The force (F) exerted by the spring when the mass is suspended is given by:
F = k1 * Δx1
The force acting on the mass is also equal to the weight of the mass:
F = m * g
So we can write the equation as:
k1 * Δx1 = m * g
Plugging in the given values, we get:
k1 * 0.062 m = 0.275 kg * 9.80 m/s²
Solving for k1, we get:
k1 = (0.275 * 9.80) / 0.062 = 43.4 N/m
Now, we need to find the amount S1 is stretched (Δx1s) when the elastic potential energy of the two springs is the same.
The elastic potential energy (PE) of a spring is given by the formula:
PE = (1/2) * k * (Δx)²
We need to find the total elastic potential energy of the system when the elastic potential energy of the two springs is equal. Therefore, we have:
(1/2) * k1 * (Δx1s)² = (1/2) * k2 * (Δx1 - Δx1s)²
Solving for Δx1s, we get:
(43.4 N/m) * (Δx1s)² = (94.0 N/m) * [0.062 m - Δx1s)]²
We have a quadratic equation in terms of Δx1s. Dividing both sides by (1/2), we get:
(43.4) * (Δx1s)² = (94.0) * [0.062 - Δx1s]²
Expanding the expression, we get:
43.4 * Δx1s² = 94.0 * (0.003844 - 0.124Δx1s + Δx1s²)
Now, we simplify the expression:
43.4 * Δx1s² = 94.0 * 0.003844 - 94*0.124Δx1s + 94.0Δx1s²
-50.6Δx1s² + 11.696Δx1s - 0.36176 = 0
To solve for Δx1s, we can use the quadratic formula:
Δx1s = [-B + sqrt(B² - 4AC)] / 2A or [-B - sqrt(B² - 4AC)] / 2A
Where A = -50.6, B = 11.696, and C = -0.36176
Plugging in the values, we get:
Δx1s = [-11.696 + sqrt(11.696² - 4*(-50.6)*(-0.36176))] / 2 * -50.6
or
Δx1s = [-11.696 - sqrt(11.696² - 4*(-50.6)*(-0.36176))] / 2 * -50.6
Calculating the two possible values for Δx1s:
Δx1s ≈ 0.0384 m or Δx1s ≈ 0.245 m
However, since the mass is only suspended a distance of 0.062 m for spring S1, the value of 0.245 m is not possible.
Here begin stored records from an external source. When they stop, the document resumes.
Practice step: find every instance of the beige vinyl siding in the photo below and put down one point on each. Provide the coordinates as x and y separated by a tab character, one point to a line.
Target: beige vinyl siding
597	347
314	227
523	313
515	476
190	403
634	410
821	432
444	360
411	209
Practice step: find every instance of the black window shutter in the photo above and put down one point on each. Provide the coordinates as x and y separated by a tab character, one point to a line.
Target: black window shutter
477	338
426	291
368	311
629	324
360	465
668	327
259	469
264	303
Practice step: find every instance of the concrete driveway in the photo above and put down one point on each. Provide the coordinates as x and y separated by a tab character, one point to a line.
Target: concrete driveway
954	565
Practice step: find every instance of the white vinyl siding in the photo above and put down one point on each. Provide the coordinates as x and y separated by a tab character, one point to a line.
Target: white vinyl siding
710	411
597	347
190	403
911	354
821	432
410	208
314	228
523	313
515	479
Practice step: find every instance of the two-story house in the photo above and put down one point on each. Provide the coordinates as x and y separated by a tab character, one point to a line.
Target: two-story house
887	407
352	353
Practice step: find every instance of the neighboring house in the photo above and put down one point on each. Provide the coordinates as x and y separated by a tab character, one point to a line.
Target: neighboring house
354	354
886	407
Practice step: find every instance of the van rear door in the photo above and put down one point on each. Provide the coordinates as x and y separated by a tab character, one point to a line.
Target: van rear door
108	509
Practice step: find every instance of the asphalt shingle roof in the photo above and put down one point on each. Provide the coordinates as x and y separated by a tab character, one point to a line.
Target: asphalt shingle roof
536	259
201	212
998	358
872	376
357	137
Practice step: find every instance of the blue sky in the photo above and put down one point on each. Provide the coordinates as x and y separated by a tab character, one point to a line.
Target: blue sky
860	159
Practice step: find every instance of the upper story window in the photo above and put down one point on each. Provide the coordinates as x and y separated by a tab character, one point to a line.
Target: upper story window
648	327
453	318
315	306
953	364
Therefore, the amount S1 is stretched when the elastic potential energy of the two springs is the same is:
Δx1s ≈ 0.0384 m
The force (F) exerted by the spring when the mass is suspended is given by:
F = k1 * Δx1
The force acting on the mass is also equal to the weight of the mass:
F = m * g
So we can write the equation as:
k1 * Δx1 = m * g
Plugging in the given values, we get:
k1 * 0.062 m = 0.275 kg * 9.80 m/s²
Solving for k1, we get:
k1 = (0.275 * 9.80) / 0.062 = 43.4 N/m
Now, we need to find the amount S1 is stretched (Δx1s) when the elastic potential energy of the two springs is the same.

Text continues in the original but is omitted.